Last week I reminded a friend of one of my father’s best pieces of advice – and this one is not about skin care. “When you have work stress, the only way to get over it is to work” he told me many years ago. I have to admit I remind myself of this advice quite regularly and have found that this method of combating work stress has indeed never failed me. “Easier said than done,” she replied. True, but also not true. Specifically, here are the three tactics I use to get myself working when feeling somewhat paralyzed by work stress, or the length of my to-do list.
Step 1: Remind myself of Dad’s advice. Say it out loud to myself if need be. “When you have work stress, the only way to get over it is to work.”
Step 2: Do one thing on my to-do list. Tell myself I am going to do just one thing. One small step. Because just as an object in motion stays in motion, the hardest part is starting… I usually choose to start with the most menial of tasks, something easy and mindless, yet something that needs to be done. And then I have begun.

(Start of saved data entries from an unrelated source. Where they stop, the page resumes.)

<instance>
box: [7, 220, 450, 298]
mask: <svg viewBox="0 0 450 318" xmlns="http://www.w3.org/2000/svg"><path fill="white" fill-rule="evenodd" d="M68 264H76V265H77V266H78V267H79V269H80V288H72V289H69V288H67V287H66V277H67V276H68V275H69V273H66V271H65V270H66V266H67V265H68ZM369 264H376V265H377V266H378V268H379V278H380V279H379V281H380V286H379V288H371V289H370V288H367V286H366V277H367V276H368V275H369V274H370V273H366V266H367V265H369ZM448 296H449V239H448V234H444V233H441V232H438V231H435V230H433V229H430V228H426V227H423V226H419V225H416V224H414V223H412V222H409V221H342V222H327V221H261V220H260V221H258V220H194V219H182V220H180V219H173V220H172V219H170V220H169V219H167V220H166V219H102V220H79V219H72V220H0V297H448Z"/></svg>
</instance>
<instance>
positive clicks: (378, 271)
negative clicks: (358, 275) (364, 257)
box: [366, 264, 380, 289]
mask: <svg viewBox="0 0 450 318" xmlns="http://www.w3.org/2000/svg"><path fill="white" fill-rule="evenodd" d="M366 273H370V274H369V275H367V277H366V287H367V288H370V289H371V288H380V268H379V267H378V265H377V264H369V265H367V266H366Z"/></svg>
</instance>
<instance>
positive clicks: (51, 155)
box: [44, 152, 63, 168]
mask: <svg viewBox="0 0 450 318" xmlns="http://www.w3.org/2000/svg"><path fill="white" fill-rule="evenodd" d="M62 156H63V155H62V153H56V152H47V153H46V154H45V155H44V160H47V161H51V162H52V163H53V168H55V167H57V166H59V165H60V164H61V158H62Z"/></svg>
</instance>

Step 3: Having accomplished one small task, I then tackle that one project on my list that is giving me the “work stress.” I give myself a pep talk, use my power name in said pep talk, and remind myself that since I am already feeling stressed out and bad about procrastinating, I might as well do the thing I am procrastinating on because I can’t really feel worse about it. Indeed, working on it is the only way I know to feel better. I give myself a strict time frame of 60-90 minutes to work on it – so from the start I know when this will end. And 90 minutes, I then remind myself, in the grand scheme of things, is really not that long a time to struggle with a task.
Three steps, and my work stress has gone back to “normal work stress” versus “peak work stress.” I have checked off some to-dos on my list. I quit procrastinating. I realized the project weighing on me really wasn’t as bad in reality as it was in my head. And I am comforted in the knowledge that once again, Dad’s advice worked, and everything is right in the world.